Patches for GNU Datamash and Decorate

I have been trying to contribute to GNU datamash (and the bundled decorate tool), but I did not receive any reply to any of the patches I have sent to the bug-datamash mailing list for over two years. The patches had not been applied to the upstream git respository either. Thus I publish the patches here to make them available to whoever might be interested. I would prefer them to be applied upstream.

Update 2022-05-14: Shawn Wagner has started to apply some of the patches to the GNU datamash git repository. :-)

Update 2022-05-27: Tim Rice has added me to the GNU Datamash group on Savannah with push rights to the git repository. I will now apply my patches myself starting on 2022-05-28.


Patches Not (Yet) Applied Upstream

As of 2022-05-28, all of my patches have been applied upstream. Some have been applied directly by me.


Patches Already Applied Upstream

Fix Typo devian for deviation in Documentation

This trivial patch fixes the typo devian of the word deviation occurring twice in the GNU datamash documentation. (Mailing list post.)

Download datamash-doc-devian_typo_fix.patch.

This patch has been applied in git commit 0c838dbb63669391640d132b8b80c9d0b848c5dc (mailing list post).

Possible Build Fix for Fedora Datamash Package on armv7hl

A datamash package maintainer for Fedora has reported build failures for GNU datamash version 1.7, more specifically for the decorate program, on armv7hl (but not on other hardware plattforms). The problem is a warning regarding use of the wrong format conversion specifier (-Wformat=) combined with using the compiler option -Werror=format-security.

Debian bug 982869 might be related to this. In this bug, the line number reported for invalid input is wrong, but only on non-x86 32-bit architectures. This error message comes from the line where the wrong format specifier is reported during compilation.

Both of the following two patches are an attempt to fix this, but I do not have an armv7hl test system to verify. The two patches are mutually exclusive, either one is an attempt to use a correct format conversion specifier instead of the incorrect %zu. The first uses %jd, the second PRIdMAX. Since PRIuMAX is already used in the GNU datamash sources, but not %jd, I would use the second patch. Both work on my x86 64-bit system, but there the original code in question compiles without the warning, so I cannot reproduce the problem and thus cannot verify if the suggested solutions really work. (Mailing list post.)
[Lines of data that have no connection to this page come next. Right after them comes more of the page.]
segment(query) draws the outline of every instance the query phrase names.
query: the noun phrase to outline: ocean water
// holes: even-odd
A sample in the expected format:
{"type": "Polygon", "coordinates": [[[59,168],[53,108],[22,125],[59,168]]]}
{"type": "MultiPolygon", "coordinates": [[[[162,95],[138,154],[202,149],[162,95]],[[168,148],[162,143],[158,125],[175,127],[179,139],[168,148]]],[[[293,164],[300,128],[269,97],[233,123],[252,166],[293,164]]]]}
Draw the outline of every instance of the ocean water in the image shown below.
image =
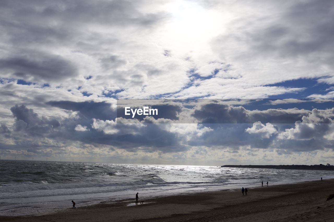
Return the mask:
{"type": "Polygon", "coordinates": [[[130,204],[137,192],[145,200],[321,177],[334,178],[334,171],[1,160],[0,216],[52,213],[71,208],[72,200],[77,207],[105,201],[130,204]]]}

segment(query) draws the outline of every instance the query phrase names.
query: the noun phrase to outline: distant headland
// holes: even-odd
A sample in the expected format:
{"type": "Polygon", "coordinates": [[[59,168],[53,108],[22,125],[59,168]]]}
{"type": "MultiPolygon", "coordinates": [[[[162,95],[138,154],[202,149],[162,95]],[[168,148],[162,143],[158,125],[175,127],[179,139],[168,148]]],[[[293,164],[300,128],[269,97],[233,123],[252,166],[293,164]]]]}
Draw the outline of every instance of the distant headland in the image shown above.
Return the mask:
{"type": "Polygon", "coordinates": [[[238,167],[239,168],[260,168],[288,170],[334,170],[334,166],[329,163],[326,165],[224,165],[222,167],[238,167]]]}

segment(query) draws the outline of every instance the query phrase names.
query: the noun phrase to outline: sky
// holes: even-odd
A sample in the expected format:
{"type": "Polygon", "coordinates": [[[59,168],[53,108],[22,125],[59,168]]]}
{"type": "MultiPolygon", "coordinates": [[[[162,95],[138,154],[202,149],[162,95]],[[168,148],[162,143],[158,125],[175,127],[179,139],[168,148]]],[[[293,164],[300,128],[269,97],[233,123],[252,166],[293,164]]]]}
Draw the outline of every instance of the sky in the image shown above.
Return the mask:
{"type": "Polygon", "coordinates": [[[1,159],[334,164],[333,21],[330,0],[3,0],[1,159]],[[159,116],[117,115],[135,99],[159,116]]]}

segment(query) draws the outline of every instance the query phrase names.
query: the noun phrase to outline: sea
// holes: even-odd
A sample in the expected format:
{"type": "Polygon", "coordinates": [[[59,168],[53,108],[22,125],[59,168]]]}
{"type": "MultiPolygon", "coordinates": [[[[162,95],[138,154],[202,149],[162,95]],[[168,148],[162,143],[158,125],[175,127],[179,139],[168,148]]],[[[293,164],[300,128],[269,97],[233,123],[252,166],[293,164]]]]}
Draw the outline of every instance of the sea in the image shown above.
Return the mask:
{"type": "Polygon", "coordinates": [[[334,178],[334,171],[0,160],[0,216],[40,215],[100,203],[334,178]]]}

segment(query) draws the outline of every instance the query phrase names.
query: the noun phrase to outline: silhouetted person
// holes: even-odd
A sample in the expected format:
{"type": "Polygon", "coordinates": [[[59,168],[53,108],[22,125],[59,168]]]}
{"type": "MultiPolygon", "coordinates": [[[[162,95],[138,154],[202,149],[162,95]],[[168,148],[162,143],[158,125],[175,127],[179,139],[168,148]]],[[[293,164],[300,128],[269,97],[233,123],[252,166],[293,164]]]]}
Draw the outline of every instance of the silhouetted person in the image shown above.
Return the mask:
{"type": "Polygon", "coordinates": [[[74,208],[75,209],[75,202],[73,201],[73,200],[72,201],[72,203],[73,204],[73,206],[72,207],[72,209],[74,208]]]}

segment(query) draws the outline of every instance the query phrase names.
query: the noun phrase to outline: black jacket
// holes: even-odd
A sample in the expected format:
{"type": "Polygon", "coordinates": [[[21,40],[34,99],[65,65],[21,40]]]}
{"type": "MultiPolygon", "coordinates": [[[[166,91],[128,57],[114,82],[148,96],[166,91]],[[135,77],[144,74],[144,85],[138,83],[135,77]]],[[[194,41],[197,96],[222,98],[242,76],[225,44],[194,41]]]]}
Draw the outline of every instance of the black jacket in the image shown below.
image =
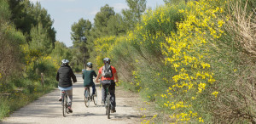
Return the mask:
{"type": "Polygon", "coordinates": [[[61,65],[58,70],[56,80],[59,82],[59,87],[67,87],[72,86],[72,81],[77,82],[76,76],[73,74],[69,65],[61,65]]]}

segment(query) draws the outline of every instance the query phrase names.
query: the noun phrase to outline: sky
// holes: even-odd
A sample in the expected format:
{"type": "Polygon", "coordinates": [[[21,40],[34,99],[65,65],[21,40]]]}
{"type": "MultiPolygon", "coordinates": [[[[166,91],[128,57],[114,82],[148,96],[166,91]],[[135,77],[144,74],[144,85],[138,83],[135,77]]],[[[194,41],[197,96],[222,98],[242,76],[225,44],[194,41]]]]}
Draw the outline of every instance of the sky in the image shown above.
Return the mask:
{"type": "MultiPolygon", "coordinates": [[[[56,40],[62,42],[67,47],[73,46],[71,40],[71,26],[79,19],[89,20],[91,23],[101,7],[108,4],[113,7],[115,13],[121,13],[129,8],[125,0],[30,0],[33,3],[39,2],[42,8],[47,9],[54,20],[53,27],[56,31],[56,40]]],[[[147,7],[153,9],[163,5],[163,0],[147,0],[147,7]]]]}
Download datamash-decorate-possible_armv7hl_build_fix-variant_1.patch or datamash-decorate-possible_armv7hl_build_fix-variant_2.patch.

The second patch has been applied in git commit a6b1742741da516929bdbb6ee455c2f49707ae5d (mailing list post).

Fix Typos in GNU Datamash Info Documentation

A couple of typos in the GNU datamash manual were reported to the mailing list. This patch fixes them. (Mailing list post.)

Download datamash-doc-info-fix_typos.patch.

This patch has been applied in git commit 708ae4eeda42f8719c7515ef1f5e7bb74168be93 (mailing list post).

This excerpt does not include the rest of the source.